Craig Brewer Says He's Looking At His Own Marriage As Inspiration For 'Tarzan'

Craig Brewer, director of the upcoming reimagining of “Footloose,” told The Playlist over the weekend that he recently finished his latest draft on a new script about Edgar Rice Burroughs’ iconic jungle-dweller, Tarzan. But while the commercial promise of his current film heralds good things for future ones, he said he isn’t counting his chickens before they’re hatched.

“I just turned in the script,” Brewer said Sunday. “I’ve now turned in two scripts to studios over the past years that I don’t believe it until it’s happening. But I really am excited about it; I like my script, and everybody likes it so far, so it’s something that I would like to do. But I’ve also got a movie called “Mother Trucker” over at New Regency that I really love and I would love to do that as well.”

Brewer’s previous work includes the decidedly more idiosyncratic filmsHustle and Flow” and “Black Snake Moan.” After tackling “Footloose,” he acknowledged that he understands why folks might suggest that he was doing the remake for its paycheck, but said that larger, spectacle-driven films demand more personal investment in telling their stories, not less. And with this latest incarnation of “Tarzan” positioned as a possible trilogy, it would likely be Brewer’s biggest film to date, but his goal is to deliver something much more than standard tentpole fare.

“It’s what determines my interest in it,” Brewer said. “I know that a lot of people are looking at ‘Footloose’ and just assuming it’s all spectacle – because how could it not be? It’s about dancing teenagers. And I try to tell everybody, it’s like, no, whoa, I’m not some director for hire on this. I had to figure out an emotional way in, and once I figured out that emotional way in, I attacked it with rigor.”

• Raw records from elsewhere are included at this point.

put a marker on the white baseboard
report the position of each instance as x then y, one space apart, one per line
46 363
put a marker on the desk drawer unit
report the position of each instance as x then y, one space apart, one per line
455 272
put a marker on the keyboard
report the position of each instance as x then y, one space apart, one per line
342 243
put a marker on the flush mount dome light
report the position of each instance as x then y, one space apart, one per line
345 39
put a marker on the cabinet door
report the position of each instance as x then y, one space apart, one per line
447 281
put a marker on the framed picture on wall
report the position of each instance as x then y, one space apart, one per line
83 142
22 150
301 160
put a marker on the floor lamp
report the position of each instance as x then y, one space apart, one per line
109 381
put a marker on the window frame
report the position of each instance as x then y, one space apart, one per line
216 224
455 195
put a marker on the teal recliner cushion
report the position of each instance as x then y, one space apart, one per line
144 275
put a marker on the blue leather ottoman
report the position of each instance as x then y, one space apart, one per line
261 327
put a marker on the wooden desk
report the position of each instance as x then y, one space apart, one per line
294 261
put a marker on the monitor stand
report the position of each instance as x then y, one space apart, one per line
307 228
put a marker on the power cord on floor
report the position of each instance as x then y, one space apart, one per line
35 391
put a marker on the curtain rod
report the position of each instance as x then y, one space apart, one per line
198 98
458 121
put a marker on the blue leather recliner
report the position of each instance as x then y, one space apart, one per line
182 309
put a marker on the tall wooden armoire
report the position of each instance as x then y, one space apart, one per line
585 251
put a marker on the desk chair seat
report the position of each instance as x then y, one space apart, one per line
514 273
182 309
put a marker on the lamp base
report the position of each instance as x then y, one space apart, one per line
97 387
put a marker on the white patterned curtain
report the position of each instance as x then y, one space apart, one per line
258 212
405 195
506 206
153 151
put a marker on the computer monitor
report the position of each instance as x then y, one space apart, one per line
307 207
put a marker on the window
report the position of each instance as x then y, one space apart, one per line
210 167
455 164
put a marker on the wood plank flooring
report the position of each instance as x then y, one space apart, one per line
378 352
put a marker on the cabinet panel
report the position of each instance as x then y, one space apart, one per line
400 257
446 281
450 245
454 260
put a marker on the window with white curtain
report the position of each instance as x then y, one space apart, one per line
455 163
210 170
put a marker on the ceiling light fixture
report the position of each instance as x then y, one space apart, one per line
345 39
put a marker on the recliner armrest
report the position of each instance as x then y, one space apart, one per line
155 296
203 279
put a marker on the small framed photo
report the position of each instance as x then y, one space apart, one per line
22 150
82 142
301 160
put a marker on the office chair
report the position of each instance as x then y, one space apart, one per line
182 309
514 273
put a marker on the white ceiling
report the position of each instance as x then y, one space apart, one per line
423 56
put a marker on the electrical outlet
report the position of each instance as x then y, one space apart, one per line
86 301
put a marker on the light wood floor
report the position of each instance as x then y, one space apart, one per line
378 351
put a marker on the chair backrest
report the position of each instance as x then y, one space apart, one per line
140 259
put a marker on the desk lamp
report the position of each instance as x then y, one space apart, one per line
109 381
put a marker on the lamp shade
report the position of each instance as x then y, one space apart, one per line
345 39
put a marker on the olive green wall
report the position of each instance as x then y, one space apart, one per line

Brewer indicated that the Tarzan story he conceived was born of some deeply personal feelings about his career, not the least of which being the time commitment such films demand from their directors. “For Tarzan, I had to find my emotional way in; it wasn’t that I wanted to go and do a big tentpole movie with a lot of spectacle and war scenes,” he said. “I really wanted to do something that really was about two people, which was John Clayton, who is Tarzan, and Jane, and a story about them coming to terms with their own purpose and whether or not they should be in the jungle – and where home is.”

“Being that my wife and my family and I live in Memphis, Tennessee, but Dad sometimes has to go off and do these things that take half of a year to a year to make, and make a movie,” he continued. “I’ve been struggling with, well, what kind of person do I want to be for my family? And what’s normal? And luckily I’ve got a wife that I’ve been together with for 20 years, and she’s like, hey, this is what we do – this is what we’re going to be.”

He said that coming to terms with his own professional ambitions in the context of his relationship with his wife gave him an entry point into the relationship between Tarzan and Jane, and what sorts of obstacles they would face in his script. “Her being that way for me, and accepting that this is our life, somehow I internalize that into, should John and Jane be in the jungle, even with all of their enemies after them? Should they raise a family, even with all of this? And suddenly a movie starts coming,” he explained. “Because the spectacle can wear off, you know; I mean, you can get numb to it after a while in a movie. To emotionally engage people is the pinnacle of every writer and director’s intention – you want to be able to pull that off.”

“Footloose” opens nationwide October 14, 2011.